Marlborough Contemporary is pleased to present an exhibition of new works by artist Pamela Golden, marking her second solo show with the gallery.

Charlie Don’t Surf explores how associations between found images adapt and alter over time. In a departure from the miniature paintings in oil and encaustic for which Golden is best known, large-scale sumi watercolour and ink works reimagine found photographs and illustrations to embody an interrelation between moments in recent history.

The exhibition takes its title from a line in the 1979 film Apocalypse Now, which in turn became a song by the Clash. Golden’s new paintings use photographs of American soldiers surfing during the Vietnam War as a visual reference, juxtaposed with found illustrations from retro Science Fiction. Influenced by Sontag’s 1965 essay ‘The Imagination of Disaster’, Golden explores cultural anxieties in relation to visual culture; by painting the ‘unthinkable’ – be it conflict, apocalypse or a long lost or imagined time-period – the artist exposes universal concerns of the human psyche.

Depictions of surfing, colonial exploration and the prehistoric provide visual references to the relationships between pleasure and ideology and man versus nature. In From the land of the new rising sun and Said, you’re gonna find the new world is smoulderin’, thrill-seeking surfers appear jarringly oblivious of a looming Jurassic landscape. Procession of the equinoxes and Analogous sequence in different parts depict riders surfing through apocalyptic hazes of reds and yellows, the figures barely visible within a seemingly uninhabitable climate.
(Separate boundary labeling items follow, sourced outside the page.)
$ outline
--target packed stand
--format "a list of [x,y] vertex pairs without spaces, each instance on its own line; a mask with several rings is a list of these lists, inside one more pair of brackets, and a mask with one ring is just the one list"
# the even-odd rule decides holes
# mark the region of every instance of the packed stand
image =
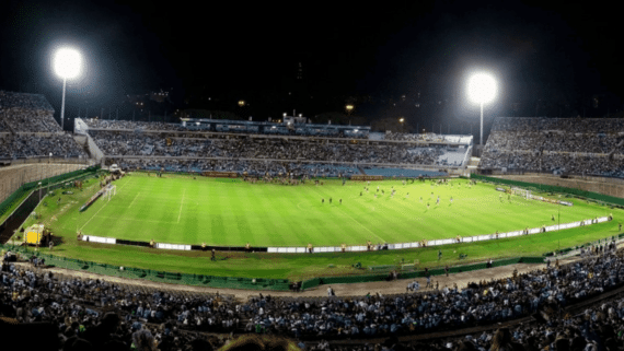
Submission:
[[497,118],[481,168],[624,177],[624,119]]
[[331,161],[337,163],[444,165],[442,147],[363,144],[299,139],[201,139],[165,138],[153,133],[90,131],[97,147],[109,156],[187,156]]
[[0,132],[61,132],[44,95],[0,91]]
[[0,159],[48,157],[50,153],[54,157],[88,159],[84,150],[69,134],[0,134]]
[[[462,290],[437,286],[391,296],[375,293],[342,297],[335,296],[330,288],[327,297],[259,294],[246,303],[218,294],[189,295],[101,280],[58,279],[49,271],[18,268],[8,262],[11,259],[7,254],[0,277],[0,311],[18,323],[51,323],[60,343],[76,335],[86,338],[92,332],[90,329],[95,330],[96,324],[106,323],[107,318],[122,321],[114,330],[122,332],[126,342],[131,340],[132,332],[150,332],[152,338],[164,342],[182,338],[183,330],[357,340],[485,326],[539,314],[546,325],[520,326],[508,337],[519,343],[544,347],[555,342],[552,334],[556,337],[573,326],[570,339],[575,336],[596,339],[591,330],[597,325],[609,324],[623,330],[622,299],[589,311],[580,319],[562,318],[557,314],[570,304],[621,286],[624,258],[623,251],[615,251],[614,247],[612,242],[596,247],[592,255],[577,262],[559,266],[557,261],[547,269],[470,283]],[[42,262],[33,260],[33,265]],[[409,288],[414,288],[412,283]],[[105,311],[113,311],[116,317],[106,317],[109,314]],[[487,348],[494,339],[485,332],[469,340]]]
In Waiting for the axe to fall we perceive a faintly discernible anti-hero, sheltering below the blurred figure of an imposing dinosaur.

Utilising imagery from the 1920s through to the late 1970s, Golden’s cross-temporal watercolours are influenced greatly by the early film adaptation of Arthur Conan Doyle’s novel The Lost World (1925), and its intricately hand-painted sets Through her own time-travelling overview of visual culture, Golden questions how we posit value to an image, and what we inherit through popular culture. Her recent research into the traditions of botanical painting, for example, led her to apply this technique to explore the exaggerated use of plant imagery in dystopian science fiction from the 1950s.

The re-imagination of her source materials – film stills, photographs and illustrations – allow Golden to manipulate the viewer’s experience, uncovering hidden truths and revealing new narratives through her works.

Born in Chicago in 1959, Golden has lived and worked in the UK since 1989.

Golden has exhibited extensively for over 20 years throughout Europe and America, with solo shows including Good Morning Mister Williams, Marlborough Contemporary, London (2014); Auction Paintings, World Legend, Lisbon (2013); Love and Hysteria, Fondacion Elektra, Paris (2007-2008) and Nothing Personal, Gulbenkian Foundation, Lisbon (2004). She studied at the School of the Art Institute of Chicago between 1974-78, returning to complete an MFA in 1984, and recently received a Certificate of Botanical Art at The English Gardening School.